For agentic-builder readers: the pattern is “extend an existing artefact” rather than “build a new one.” It scales differently. The cost of the second iteration drops sharply because so much of the scaffolding — the editor, the prediction pipeline, the eval script — is already written.
Paste this into an agent (e.g. Claude Code), filling in the bracketed lines.
I want to extend an existing Hugging Face object detector to handle my own
archival collection without regressing on the original distribution.
The base model: [a Hub model id, e.g. NationalLibraryOfScotland/archival-index-card-detector]
My new collection(s): [Hub dataset id(s), OR local folder/zip]
My target objects: [e.g. "index cards", "illustrations", "table regions"]

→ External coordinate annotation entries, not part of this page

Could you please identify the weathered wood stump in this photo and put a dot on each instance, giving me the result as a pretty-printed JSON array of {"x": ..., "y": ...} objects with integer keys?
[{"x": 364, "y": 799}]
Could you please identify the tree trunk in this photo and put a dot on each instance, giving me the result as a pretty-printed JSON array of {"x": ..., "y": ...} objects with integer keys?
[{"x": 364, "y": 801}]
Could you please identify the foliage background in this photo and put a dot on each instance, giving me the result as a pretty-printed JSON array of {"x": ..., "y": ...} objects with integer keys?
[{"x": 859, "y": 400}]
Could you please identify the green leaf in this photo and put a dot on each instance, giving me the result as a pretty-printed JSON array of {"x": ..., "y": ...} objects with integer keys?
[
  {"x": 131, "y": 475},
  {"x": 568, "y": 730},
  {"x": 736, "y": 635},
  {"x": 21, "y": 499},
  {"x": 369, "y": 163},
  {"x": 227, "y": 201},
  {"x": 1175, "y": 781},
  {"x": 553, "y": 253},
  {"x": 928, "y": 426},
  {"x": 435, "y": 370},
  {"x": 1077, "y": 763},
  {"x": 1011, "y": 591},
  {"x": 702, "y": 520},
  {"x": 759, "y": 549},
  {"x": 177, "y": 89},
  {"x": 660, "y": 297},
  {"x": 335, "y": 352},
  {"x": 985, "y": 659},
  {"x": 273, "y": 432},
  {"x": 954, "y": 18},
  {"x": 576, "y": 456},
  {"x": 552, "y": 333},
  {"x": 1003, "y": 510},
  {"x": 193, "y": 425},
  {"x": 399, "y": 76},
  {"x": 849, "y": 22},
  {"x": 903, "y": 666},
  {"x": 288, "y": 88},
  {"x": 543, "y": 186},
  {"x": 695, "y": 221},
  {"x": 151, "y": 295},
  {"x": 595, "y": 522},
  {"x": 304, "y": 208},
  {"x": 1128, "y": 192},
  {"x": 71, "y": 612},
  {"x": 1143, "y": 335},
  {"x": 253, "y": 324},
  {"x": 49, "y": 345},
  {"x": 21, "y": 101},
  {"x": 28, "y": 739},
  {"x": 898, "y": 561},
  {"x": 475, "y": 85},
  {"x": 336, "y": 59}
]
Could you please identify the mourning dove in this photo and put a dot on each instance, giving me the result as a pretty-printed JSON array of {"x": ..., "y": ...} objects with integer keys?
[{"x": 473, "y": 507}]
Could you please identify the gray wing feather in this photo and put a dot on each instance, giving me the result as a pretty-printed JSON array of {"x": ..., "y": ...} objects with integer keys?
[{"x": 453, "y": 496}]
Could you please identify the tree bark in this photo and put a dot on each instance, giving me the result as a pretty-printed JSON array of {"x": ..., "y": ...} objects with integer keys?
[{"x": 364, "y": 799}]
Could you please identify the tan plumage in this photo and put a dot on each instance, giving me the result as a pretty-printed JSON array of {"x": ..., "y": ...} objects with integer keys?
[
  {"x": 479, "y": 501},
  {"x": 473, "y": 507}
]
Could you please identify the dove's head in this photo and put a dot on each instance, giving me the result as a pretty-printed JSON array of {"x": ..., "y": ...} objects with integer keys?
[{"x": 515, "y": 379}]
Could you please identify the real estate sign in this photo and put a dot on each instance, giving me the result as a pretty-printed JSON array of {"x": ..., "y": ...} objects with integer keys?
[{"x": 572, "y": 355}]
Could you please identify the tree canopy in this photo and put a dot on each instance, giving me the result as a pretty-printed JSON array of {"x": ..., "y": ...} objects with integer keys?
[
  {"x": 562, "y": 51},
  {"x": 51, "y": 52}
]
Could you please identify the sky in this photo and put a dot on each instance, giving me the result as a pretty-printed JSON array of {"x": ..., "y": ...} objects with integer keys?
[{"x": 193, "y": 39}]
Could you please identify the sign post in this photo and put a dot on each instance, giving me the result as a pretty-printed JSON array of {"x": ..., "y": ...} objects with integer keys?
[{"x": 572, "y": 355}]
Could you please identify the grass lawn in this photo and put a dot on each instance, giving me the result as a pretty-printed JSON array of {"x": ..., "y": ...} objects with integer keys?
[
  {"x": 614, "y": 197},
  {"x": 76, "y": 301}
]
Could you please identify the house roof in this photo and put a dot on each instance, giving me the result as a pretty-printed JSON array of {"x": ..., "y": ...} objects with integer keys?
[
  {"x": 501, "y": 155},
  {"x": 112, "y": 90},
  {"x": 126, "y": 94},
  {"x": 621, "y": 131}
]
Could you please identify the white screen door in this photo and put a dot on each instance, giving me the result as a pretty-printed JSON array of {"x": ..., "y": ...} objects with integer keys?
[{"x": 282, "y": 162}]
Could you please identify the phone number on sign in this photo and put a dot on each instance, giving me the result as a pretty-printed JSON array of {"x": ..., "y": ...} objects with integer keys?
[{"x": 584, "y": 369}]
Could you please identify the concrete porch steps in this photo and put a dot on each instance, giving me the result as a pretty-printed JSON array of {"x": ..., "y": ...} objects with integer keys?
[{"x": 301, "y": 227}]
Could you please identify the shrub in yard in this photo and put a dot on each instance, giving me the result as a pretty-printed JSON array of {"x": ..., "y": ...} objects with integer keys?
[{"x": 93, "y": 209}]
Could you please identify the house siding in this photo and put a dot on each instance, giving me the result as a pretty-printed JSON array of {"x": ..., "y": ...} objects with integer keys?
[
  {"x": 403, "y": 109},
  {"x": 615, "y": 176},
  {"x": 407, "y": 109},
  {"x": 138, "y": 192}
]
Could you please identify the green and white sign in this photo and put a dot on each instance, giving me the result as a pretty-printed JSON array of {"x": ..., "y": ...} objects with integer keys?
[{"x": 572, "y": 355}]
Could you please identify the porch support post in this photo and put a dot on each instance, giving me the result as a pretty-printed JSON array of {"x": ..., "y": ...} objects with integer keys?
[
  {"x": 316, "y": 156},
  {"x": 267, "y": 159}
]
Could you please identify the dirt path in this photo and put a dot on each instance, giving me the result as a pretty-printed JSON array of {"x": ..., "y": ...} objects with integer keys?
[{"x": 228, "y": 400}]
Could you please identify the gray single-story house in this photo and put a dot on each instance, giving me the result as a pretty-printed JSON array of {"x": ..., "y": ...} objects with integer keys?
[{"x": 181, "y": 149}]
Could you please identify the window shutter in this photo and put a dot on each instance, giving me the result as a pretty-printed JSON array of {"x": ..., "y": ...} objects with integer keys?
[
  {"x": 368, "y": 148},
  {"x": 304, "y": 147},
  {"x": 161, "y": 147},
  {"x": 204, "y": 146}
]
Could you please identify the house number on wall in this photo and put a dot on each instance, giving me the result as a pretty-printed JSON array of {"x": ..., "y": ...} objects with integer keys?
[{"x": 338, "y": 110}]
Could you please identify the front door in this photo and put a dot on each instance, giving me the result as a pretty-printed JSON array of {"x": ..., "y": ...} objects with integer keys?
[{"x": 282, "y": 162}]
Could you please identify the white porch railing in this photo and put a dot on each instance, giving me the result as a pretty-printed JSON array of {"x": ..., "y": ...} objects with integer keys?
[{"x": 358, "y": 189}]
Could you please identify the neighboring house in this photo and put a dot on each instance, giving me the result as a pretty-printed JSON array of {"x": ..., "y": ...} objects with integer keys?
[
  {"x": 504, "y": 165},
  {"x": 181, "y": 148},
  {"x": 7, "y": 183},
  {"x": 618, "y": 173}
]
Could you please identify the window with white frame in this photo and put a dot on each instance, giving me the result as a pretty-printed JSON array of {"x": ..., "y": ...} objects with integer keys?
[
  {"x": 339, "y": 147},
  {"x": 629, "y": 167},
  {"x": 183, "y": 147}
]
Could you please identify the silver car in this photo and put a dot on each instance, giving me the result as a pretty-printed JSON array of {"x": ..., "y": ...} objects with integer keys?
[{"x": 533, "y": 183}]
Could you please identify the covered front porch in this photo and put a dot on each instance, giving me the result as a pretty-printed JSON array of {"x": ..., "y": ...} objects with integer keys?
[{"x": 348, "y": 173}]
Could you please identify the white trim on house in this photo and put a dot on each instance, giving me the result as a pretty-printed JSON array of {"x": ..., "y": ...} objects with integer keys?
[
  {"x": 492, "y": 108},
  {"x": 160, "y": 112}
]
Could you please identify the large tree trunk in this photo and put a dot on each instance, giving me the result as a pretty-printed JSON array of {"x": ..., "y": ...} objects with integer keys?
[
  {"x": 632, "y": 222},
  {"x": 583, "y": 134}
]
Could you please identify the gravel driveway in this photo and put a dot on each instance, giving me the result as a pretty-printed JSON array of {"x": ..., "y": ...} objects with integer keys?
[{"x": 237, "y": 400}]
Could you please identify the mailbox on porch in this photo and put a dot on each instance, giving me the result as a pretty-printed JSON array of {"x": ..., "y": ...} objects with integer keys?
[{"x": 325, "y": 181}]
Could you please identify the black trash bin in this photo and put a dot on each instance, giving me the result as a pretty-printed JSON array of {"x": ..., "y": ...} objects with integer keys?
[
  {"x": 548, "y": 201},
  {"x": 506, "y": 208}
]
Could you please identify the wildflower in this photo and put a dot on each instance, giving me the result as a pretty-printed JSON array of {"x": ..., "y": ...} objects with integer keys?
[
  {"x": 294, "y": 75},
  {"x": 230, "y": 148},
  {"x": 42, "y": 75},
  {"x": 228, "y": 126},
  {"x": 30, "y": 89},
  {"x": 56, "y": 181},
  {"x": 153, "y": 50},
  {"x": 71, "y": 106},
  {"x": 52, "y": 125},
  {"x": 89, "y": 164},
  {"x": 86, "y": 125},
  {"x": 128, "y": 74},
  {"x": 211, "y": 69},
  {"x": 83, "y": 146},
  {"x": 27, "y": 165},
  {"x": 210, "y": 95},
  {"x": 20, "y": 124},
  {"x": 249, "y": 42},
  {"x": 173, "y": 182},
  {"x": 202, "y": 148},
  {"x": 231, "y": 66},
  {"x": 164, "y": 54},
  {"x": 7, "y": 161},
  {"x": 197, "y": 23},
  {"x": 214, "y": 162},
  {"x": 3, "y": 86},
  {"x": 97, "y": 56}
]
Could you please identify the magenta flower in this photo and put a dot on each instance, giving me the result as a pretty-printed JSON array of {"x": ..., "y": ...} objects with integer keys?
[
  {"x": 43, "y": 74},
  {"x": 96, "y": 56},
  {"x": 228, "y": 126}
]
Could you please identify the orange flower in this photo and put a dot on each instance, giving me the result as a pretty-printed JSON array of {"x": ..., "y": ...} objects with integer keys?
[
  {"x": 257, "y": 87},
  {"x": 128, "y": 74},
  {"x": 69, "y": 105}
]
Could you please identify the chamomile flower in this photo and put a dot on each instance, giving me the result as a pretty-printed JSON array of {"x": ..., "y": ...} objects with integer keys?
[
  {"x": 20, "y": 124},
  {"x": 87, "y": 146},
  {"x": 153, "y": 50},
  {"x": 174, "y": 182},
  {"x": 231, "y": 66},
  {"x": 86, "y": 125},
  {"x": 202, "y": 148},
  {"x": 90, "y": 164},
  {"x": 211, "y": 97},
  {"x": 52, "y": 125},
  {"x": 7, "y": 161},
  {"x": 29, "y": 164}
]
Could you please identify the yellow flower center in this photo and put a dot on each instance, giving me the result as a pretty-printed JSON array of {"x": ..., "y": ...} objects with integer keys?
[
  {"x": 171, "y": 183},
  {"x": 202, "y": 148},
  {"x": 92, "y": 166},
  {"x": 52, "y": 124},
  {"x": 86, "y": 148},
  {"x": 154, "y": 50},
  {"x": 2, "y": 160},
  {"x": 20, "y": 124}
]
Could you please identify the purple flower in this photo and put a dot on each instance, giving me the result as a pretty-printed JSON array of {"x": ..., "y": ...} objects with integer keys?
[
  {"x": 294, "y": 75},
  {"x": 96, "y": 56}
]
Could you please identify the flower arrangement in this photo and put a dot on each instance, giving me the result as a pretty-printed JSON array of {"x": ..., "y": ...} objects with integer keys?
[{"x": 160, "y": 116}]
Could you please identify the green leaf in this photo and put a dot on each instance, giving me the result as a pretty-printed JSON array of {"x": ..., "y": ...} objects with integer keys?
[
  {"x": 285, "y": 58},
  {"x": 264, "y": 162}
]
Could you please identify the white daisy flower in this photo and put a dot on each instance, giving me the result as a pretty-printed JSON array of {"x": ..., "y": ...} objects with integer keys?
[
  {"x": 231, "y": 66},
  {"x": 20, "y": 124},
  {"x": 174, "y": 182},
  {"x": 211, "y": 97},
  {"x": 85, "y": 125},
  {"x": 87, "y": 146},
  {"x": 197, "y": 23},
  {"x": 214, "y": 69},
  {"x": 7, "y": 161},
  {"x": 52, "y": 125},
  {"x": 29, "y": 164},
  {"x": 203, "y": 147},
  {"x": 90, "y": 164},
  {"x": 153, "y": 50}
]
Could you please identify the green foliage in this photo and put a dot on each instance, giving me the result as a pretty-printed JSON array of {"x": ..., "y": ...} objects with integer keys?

Please work iteratively and check with me before anything public:
1. Gate A — pull a small random sample from each new collection and run the
base model on it. Show me the predictions. We decide together whether the
model already works, or where it fails, BEFORE labelling anything.
2. For pre-cropped or trivially-labellable sources, use structural labels
(bbox = whole image, etc.) instead of annotation.
3. For genuinely new shapes, bootstrap with SAM3 (uv-scripts/sam3) at low
confidence, then build me a small HTML bbox editor so I can correct in one
pass. Apply obvious heuristics (NMS, area/aspect filters) before review to
pre-clean.
4. When training, INCLUDE samples from the base model's original training
distribution so we don't catastrophically forget it. Verify per-collection
mAP on a held-out set.
5. After v_n trains, train v_n+1 with one hyperparameter variation (e.g.
multi_scale, or different augmentation). Predict with both on a small
sample, fuse via IoU-NMS, and surface ONLY the disagreements for me to
review. Most boxes will be unanimous and trustworthy.
6. Ship the winner publicly with a model card; ship the losing variant too
(with new_version metadata pointing at the winner) so the comparison is
documented honestly.
Push the model + dataset to my org with a Space demo and a known regression
test image (the hardest case I have) before flipping anything public.
If it works on your collection, consider contributing it to small-models-for-glam — the more institutions that contribute, the better the shared pile becomes.